Monday, March 17, 2008

Mom.

I didn't expect to wake up this morning feeling the way I do. I'm so freakin' sad today. Last night, I just had a moment of harsh realization that my mom is just not coming back. Of course, intellectually, I've known this for a long time. And, I've had moments like this before, but it's been awhile. I thought I was done with the "kicks in the gut" that she is gone. For a minute, I had this memory of her wash over me that was so real, and it just took my breath away. It was so painful and wonderful at the same time. I remembered what it was like to put my fingers through her silky, thin, soft hair.. the way her hands felt when I held them.. the texture of the skin on her cheek when I kissed it.. her dimples, and that laugh that was bigger than life. As most everyone knows, I have a horrible memory.. I forget stuff all the time. And, I'm just sitting here sobbing that, by the grace of God, two years later I can still remember her so vividly. I don't want to forget her little details. I don't want to forget that as small as I am, that when I put my arms around her, she was even tinier and more delicate. I felt like I could protect her from so many things. I don't want to forget her voice, the way she looked at my boy and the way it felt to lay beside her on her bed when I felt like my world was crashing down around me.
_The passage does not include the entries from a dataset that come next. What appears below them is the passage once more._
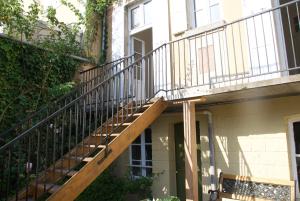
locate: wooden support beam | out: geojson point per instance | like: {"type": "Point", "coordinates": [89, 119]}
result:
{"type": "Point", "coordinates": [190, 149]}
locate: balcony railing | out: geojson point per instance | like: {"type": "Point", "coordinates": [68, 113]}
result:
{"type": "Point", "coordinates": [258, 47]}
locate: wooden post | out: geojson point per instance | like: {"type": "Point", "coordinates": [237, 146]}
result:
{"type": "Point", "coordinates": [190, 149]}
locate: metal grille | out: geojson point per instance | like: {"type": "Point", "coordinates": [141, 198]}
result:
{"type": "Point", "coordinates": [256, 189]}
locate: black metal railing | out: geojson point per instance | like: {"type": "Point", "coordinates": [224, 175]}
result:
{"type": "Point", "coordinates": [254, 48]}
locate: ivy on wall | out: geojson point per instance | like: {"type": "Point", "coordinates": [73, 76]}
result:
{"type": "Point", "coordinates": [96, 20]}
{"type": "Point", "coordinates": [32, 75]}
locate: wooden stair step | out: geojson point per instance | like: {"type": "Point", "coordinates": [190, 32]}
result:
{"type": "Point", "coordinates": [83, 159]}
{"type": "Point", "coordinates": [51, 188]}
{"type": "Point", "coordinates": [138, 107]}
{"type": "Point", "coordinates": [100, 146]}
{"type": "Point", "coordinates": [104, 135]}
{"type": "Point", "coordinates": [129, 115]}
{"type": "Point", "coordinates": [101, 160]}
{"type": "Point", "coordinates": [67, 172]}
{"type": "Point", "coordinates": [124, 124]}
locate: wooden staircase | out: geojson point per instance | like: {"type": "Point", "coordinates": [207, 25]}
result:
{"type": "Point", "coordinates": [64, 180]}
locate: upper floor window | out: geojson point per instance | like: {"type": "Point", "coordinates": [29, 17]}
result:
{"type": "Point", "coordinates": [141, 15]}
{"type": "Point", "coordinates": [206, 12]}
{"type": "Point", "coordinates": [141, 155]}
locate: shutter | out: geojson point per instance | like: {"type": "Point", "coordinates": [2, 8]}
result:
{"type": "Point", "coordinates": [178, 16]}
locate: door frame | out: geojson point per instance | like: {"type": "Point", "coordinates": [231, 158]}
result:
{"type": "Point", "coordinates": [293, 164]}
{"type": "Point", "coordinates": [139, 83]}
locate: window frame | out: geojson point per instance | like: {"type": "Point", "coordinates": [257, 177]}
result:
{"type": "Point", "coordinates": [207, 9]}
{"type": "Point", "coordinates": [143, 162]}
{"type": "Point", "coordinates": [141, 9]}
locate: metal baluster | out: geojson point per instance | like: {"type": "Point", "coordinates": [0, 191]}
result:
{"type": "Point", "coordinates": [227, 53]}
{"type": "Point", "coordinates": [291, 35]}
{"type": "Point", "coordinates": [249, 49]}
{"type": "Point", "coordinates": [242, 52]}
{"type": "Point", "coordinates": [221, 56]}
{"type": "Point", "coordinates": [214, 56]}
{"type": "Point", "coordinates": [234, 54]}
{"type": "Point", "coordinates": [265, 43]}
{"type": "Point", "coordinates": [255, 35]}
{"type": "Point", "coordinates": [208, 64]}
{"type": "Point", "coordinates": [273, 39]}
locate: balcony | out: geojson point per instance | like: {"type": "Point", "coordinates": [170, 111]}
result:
{"type": "Point", "coordinates": [257, 56]}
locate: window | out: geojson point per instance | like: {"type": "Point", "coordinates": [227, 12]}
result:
{"type": "Point", "coordinates": [141, 15]}
{"type": "Point", "coordinates": [135, 18]}
{"type": "Point", "coordinates": [206, 12]}
{"type": "Point", "coordinates": [141, 155]}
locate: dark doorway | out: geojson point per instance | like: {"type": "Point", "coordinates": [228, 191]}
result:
{"type": "Point", "coordinates": [180, 160]}
{"type": "Point", "coordinates": [296, 130]}
{"type": "Point", "coordinates": [291, 29]}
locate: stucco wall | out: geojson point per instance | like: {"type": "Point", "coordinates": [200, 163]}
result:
{"type": "Point", "coordinates": [250, 139]}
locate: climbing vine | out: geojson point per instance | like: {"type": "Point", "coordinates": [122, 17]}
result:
{"type": "Point", "coordinates": [96, 11]}
{"type": "Point", "coordinates": [38, 71]}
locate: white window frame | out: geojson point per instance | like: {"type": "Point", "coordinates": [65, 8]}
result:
{"type": "Point", "coordinates": [293, 155]}
{"type": "Point", "coordinates": [143, 160]}
{"type": "Point", "coordinates": [142, 26]}
{"type": "Point", "coordinates": [193, 12]}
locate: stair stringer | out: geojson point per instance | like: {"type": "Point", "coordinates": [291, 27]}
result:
{"type": "Point", "coordinates": [85, 176]}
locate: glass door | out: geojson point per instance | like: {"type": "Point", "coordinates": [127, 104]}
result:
{"type": "Point", "coordinates": [296, 152]}
{"type": "Point", "coordinates": [138, 49]}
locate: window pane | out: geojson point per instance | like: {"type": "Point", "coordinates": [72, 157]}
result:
{"type": "Point", "coordinates": [137, 140]}
{"type": "Point", "coordinates": [135, 18]}
{"type": "Point", "coordinates": [148, 152]}
{"type": "Point", "coordinates": [201, 18]}
{"type": "Point", "coordinates": [148, 138]}
{"type": "Point", "coordinates": [215, 13]}
{"type": "Point", "coordinates": [149, 163]}
{"type": "Point", "coordinates": [147, 12]}
{"type": "Point", "coordinates": [136, 171]}
{"type": "Point", "coordinates": [199, 4]}
{"type": "Point", "coordinates": [135, 162]}
{"type": "Point", "coordinates": [136, 152]}
{"type": "Point", "coordinates": [148, 172]}
{"type": "Point", "coordinates": [213, 2]}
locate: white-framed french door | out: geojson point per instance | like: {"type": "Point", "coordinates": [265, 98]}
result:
{"type": "Point", "coordinates": [294, 138]}
{"type": "Point", "coordinates": [138, 77]}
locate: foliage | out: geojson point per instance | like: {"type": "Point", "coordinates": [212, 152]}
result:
{"type": "Point", "coordinates": [171, 198]}
{"type": "Point", "coordinates": [32, 75]}
{"type": "Point", "coordinates": [15, 20]}
{"type": "Point", "coordinates": [95, 17]}
{"type": "Point", "coordinates": [108, 187]}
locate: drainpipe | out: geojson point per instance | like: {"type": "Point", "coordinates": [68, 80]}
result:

Can I just say that I want her to know the man I marry? That I want her to see my babies grow up? Can I just say that I just wasn't done having a mom? I wasn't done with my mom. And I'm just sad.. and I miss her. I'm just havin' a day.


Advice for the Day: If you have a mom, you should totally hug her today.. or at least call her and tell her that you love her.

1 comment:

Leslie said...

Sarah, I hate this for you. With my whole being. I just want you to have your mom back too. I hope you know that there are friends and family out there still praying about that loss. We love you guys!